MaskSR
Publication Date: 4 June 2024, link
Distorted Speech Encoder:
using STFT with window_size:
import torch
audio = torch.randn(1, 3 * 44100) # 3 seconds with sample rate 44.1kHz
y = torch.stft(audio, 2048, 512, return_complex = True)
print(y.shape) # [F, T]
w = torch.abs(y) # [F, T]
w = w.pow(0.3) # X_0.3 compressed power spectrogram with shape [F,T]
print(w.shape)
Cosine Scheduler
During training, the masking ratio (from 0 to 1) will be applied to \( 9 \times T \) codebook by sampling \( r \sim \mathcal{U}(0, 1) \),
The cosine schedule function should be \( f(r) = cos(\frac{\pi}{2}r) \), this makes sure that \(f(0) = 1\) and \(f(1) = 0\).

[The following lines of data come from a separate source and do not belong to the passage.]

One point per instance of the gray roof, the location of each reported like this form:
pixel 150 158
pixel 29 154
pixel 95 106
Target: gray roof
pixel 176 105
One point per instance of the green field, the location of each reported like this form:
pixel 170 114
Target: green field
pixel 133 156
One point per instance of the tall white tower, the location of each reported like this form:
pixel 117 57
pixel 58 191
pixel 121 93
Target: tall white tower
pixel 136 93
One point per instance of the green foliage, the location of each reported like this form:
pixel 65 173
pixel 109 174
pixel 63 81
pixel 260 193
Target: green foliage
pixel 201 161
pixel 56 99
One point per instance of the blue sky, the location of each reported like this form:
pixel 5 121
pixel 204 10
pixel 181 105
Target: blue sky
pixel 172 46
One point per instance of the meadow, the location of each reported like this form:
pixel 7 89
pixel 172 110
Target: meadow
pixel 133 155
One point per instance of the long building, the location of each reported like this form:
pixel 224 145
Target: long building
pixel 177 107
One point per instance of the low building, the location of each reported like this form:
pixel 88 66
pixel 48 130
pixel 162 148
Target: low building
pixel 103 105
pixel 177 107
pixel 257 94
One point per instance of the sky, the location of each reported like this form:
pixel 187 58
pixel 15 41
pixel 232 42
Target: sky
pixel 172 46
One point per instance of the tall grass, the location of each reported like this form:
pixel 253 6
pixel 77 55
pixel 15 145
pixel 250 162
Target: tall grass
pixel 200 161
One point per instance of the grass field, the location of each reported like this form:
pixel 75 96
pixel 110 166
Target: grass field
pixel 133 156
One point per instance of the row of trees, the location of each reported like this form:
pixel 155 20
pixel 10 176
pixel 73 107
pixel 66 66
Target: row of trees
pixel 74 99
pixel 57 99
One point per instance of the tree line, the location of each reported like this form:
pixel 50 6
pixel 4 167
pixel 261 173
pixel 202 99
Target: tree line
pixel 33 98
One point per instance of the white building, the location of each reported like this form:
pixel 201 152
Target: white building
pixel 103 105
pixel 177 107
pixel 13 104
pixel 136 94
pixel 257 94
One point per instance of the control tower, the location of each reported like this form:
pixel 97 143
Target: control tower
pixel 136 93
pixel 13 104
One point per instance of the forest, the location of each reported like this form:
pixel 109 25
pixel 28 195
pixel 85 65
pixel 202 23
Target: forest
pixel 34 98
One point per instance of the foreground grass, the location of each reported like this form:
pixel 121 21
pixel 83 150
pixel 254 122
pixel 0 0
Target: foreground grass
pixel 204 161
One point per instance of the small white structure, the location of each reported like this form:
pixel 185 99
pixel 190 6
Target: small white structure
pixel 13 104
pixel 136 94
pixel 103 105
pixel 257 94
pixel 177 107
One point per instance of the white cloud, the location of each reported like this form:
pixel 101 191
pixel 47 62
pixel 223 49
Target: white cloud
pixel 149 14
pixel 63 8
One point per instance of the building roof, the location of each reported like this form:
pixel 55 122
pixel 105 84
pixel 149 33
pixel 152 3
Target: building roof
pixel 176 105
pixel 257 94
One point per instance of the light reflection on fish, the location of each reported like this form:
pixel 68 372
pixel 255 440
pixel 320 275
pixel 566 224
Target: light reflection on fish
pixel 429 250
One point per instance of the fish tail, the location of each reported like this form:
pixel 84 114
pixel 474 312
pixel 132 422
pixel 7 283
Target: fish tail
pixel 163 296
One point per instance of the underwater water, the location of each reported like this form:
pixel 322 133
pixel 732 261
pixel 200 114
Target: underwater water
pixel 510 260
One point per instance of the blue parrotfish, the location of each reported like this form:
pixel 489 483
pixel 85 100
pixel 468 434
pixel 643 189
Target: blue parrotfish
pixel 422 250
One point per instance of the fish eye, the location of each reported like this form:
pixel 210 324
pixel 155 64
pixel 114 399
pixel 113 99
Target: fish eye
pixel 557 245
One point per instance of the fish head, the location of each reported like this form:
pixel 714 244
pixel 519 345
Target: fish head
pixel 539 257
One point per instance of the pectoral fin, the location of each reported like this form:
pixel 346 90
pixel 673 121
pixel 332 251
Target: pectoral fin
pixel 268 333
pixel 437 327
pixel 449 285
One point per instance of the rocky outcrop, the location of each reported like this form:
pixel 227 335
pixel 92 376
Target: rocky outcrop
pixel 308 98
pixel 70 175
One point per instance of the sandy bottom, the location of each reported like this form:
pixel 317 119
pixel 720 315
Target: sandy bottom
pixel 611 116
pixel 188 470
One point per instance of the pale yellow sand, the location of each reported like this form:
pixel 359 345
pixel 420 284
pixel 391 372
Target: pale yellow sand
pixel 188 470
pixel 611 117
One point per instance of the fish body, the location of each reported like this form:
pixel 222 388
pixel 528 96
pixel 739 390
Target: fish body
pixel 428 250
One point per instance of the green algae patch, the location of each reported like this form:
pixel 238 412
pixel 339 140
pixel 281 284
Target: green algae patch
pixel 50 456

The cross entropy loss is calculated on the masking position.
Classifier-free Guidance
The Conditional logit \( l_g \) is used to measure \( P(x \mid c )\) where c is the prompt. In this case, c will be the speech encoder input.
The unconditional logit \(l_u\) is used to measure \( P(x \mid c )\) where the model predicts the output without any input. During inference, we just replace the entire codebook with a embedding (null embedding) repeated \(T\) times, and predict the output and use that as the \(l_u\) score. The logit score for inference is defined as \(l_g = (1 + w) l_c - w l_u\).
During training, for each epoch, we randomly select 10% of the training data to be replaced with the null embedding.